小島政二郎(1894~1994)が著した『小説永井荷風』、これは1972年、雑誌連載をまとめたこの作品を読んだ永井の遺族から出版許可が降りずに長い間お蔵入りになっていた。それが紆余曲折を経て、小島の死後2007年に発売された、それを読んだ川本三郎、丸谷才一らが激賞し、小島政二郎の再評価につながったとされる。
書き出しから読む気をそそる。

恋に「片恋」があるように、人と人との間にも、それに似た悲しい思い出があるものだ。
私と永井荷風との関係の如きも、そう言えるだろう。もし荷風という作家が丁度あの時私の目の前にあらわれなかったら、私は小説家にならなかったろうと思う。
それほどー私の一生を左右したほど大きな存在だった荷風に対して、私はついにわが崇拝の思いを遂げる機会にすら恵まれなかった。
それだけならまだいい、私は荷風一人を目当てに、あわよくば彼に褒められるかも知れないと思って書いた第一作を、彼の個人雑誌で嘲笑された。
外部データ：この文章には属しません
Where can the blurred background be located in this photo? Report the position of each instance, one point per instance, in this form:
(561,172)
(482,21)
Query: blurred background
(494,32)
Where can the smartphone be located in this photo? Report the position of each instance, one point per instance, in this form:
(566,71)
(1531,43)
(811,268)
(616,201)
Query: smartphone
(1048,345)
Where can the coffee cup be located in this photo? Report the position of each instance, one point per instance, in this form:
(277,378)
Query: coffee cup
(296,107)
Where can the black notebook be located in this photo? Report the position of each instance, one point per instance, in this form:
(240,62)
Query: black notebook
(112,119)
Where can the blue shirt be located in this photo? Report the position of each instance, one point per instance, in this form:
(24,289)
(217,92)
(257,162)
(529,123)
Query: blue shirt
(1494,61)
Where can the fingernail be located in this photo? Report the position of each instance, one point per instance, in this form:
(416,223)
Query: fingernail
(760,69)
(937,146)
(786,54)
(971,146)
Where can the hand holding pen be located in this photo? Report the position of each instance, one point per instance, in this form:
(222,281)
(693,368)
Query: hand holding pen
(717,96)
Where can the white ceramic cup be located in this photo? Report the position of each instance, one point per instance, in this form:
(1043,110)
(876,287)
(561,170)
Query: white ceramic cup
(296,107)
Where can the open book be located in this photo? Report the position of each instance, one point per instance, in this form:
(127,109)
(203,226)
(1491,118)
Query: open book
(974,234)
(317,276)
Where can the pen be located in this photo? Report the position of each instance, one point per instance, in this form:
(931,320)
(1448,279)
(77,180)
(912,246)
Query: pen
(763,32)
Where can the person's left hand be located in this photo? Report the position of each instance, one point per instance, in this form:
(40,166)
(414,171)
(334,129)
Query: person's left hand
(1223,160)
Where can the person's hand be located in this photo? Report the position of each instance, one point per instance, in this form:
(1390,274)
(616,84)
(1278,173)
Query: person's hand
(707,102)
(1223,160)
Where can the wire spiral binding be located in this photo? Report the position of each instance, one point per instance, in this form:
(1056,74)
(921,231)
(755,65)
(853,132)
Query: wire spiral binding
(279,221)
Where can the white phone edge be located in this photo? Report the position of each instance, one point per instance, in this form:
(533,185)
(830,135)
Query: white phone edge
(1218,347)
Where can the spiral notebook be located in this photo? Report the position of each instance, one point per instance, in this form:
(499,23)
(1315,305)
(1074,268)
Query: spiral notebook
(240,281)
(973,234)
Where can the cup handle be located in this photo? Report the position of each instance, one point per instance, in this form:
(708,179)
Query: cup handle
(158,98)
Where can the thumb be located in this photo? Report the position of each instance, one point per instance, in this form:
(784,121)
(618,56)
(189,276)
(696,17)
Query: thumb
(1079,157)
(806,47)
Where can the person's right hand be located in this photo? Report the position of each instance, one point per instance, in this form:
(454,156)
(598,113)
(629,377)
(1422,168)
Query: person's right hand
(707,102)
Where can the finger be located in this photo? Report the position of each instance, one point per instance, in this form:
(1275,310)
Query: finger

中頃、私が文壇に出てから後、尊敬の一心を込めて書いた「永井荷風論」によって、ー 十のうち九までは礼讃の域をつらねた中に、ホンの一つ、私が荷風文学の病弊と見た点を指摘したことによって、彼の怒りを買った。九つの真心は彼の胸に届かず、僅か一つの直言によって終生の恨みを招いた。
私はまだ実物を読んでいないが、河盛好蔵の書いたものによると、「断腸亭日乗」の中で私への悪声を放っているそうだ。


小島は云う、若し『あめりか物語』に魅了されなかったら、私は会社員か銀行員かになっていたに違いない。『あめりか物語』は、それほどまでに強烈な印象をもたらした。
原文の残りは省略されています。